Are Yellow Jackets Ruining Your Party?
It is a perfect day. In just a few minutes some of your special friends will arriving to celebrate a perfect meal out on the patio. The Chardonnay is chilling the coals of the barbecue are glowing with a graying edge; the tri tip has been marinating in an herbed-onion marinade; the chicken is coated with soy-ginger, and the salmon is fresh and pink. The table is set on the verandah; the day’s heat has ripened into a twilight of pinks, oranges, and reds sparkling on billowing pillowy clouds. And then the doorbell. “Come in, so good to see you, you look great. Beer, wine or something in a daiquiri?” “What smells so good? The wine is delicious. Where did you find it?” The sizzle of the barbecue harmonizes with cheery conversation. Wineglasses clink, laughter wafts and circles the party as children run on the freshly cut lawn. And then THEY show up. Aggressive, pushy, no sense of humor and dangerous. It’s the yellow jackets swarming on freshly served, flawlessly cooked meat.
“I thought you put out the traps, Darling.”
“I did, Petal.”
“Well, they are not working Hambone. Do something!”
“What would you suggest, Heavenly Breath?”
“Oh, no, Miss Fiditch just got stung on the lip as she sipped her wine, and she is very allergic.”

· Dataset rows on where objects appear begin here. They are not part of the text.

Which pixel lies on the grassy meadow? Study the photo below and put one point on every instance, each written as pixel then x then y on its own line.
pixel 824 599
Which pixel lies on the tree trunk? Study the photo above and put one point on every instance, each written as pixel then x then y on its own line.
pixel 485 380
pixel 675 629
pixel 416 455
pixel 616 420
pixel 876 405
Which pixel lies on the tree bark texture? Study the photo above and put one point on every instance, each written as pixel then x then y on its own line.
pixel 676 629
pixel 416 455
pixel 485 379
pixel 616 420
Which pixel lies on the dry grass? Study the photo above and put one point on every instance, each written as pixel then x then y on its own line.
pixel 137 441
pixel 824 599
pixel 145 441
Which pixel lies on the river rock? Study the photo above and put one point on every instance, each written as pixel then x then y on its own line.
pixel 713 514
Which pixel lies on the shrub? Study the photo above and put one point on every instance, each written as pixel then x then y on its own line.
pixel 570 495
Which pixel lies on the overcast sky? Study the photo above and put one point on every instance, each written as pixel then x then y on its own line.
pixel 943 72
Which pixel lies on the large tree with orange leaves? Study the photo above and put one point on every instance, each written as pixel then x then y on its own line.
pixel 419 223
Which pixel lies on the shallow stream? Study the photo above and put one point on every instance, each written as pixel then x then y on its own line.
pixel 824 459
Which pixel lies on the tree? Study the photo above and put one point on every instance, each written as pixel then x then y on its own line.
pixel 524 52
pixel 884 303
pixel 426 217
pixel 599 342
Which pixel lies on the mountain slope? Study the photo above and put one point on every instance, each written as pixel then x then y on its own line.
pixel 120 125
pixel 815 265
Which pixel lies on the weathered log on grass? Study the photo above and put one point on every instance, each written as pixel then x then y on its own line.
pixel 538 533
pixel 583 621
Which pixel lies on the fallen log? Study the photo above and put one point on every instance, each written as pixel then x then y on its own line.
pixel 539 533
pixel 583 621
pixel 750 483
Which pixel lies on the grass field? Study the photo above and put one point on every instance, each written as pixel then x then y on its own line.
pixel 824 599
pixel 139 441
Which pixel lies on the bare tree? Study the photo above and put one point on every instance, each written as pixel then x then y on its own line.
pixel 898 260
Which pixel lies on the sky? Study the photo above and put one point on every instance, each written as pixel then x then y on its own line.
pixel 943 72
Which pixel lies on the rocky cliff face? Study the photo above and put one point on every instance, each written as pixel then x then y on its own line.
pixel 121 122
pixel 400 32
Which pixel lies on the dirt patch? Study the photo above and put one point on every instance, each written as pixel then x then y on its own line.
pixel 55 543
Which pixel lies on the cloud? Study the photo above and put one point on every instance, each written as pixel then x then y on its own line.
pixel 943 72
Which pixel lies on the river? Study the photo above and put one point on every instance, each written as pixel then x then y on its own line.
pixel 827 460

“We can’t stay out here. Those bees are everywhere. Let’s all go into the house.”
Sound familiar? Yellow jackets are notorious party crashers. The day before the party is not the time to prepare the traps for these unwanted guests. You are about one year too late. Let’s talk bugs!

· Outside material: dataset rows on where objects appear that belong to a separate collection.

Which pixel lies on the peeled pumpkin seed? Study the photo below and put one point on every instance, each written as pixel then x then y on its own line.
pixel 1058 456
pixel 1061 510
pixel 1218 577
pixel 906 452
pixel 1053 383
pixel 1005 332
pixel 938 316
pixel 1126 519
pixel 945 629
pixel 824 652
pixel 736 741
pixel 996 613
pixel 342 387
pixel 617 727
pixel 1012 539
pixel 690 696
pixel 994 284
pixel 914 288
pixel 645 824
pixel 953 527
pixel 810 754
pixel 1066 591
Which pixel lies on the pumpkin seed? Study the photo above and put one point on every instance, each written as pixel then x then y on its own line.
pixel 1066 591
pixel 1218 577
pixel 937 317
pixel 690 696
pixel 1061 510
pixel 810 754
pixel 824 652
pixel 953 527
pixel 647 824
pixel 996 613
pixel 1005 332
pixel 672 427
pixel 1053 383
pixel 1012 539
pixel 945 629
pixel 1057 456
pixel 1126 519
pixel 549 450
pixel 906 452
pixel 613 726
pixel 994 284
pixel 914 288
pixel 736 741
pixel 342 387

Yellow jackets are social wasps living in colonies containing workers, queens and males. These colonies are annual with only inseminated queens over-wintering. This is an important point so I will repeat it. These colonies are annual only with only inseminated queens over-wintering. The population of workers decreases dramatically in the cooler months. As the summer populations of these colonies grow, virgin queens emerge and mate with male drones.
As we all know, mating and searching for a new home requires considerable energy. The queens become voracious feeders on sweets to get that kind of energy. So fall is the best time to set your yellow jacket traps. Every queen trapped in the fall means a 1000-5000 fewer wasps during the next season.
Remember, no matter how successful we may be in trapping yellow jackets, we cannot eliminate them all. We can, however, bring their numbers down to tolerable levels.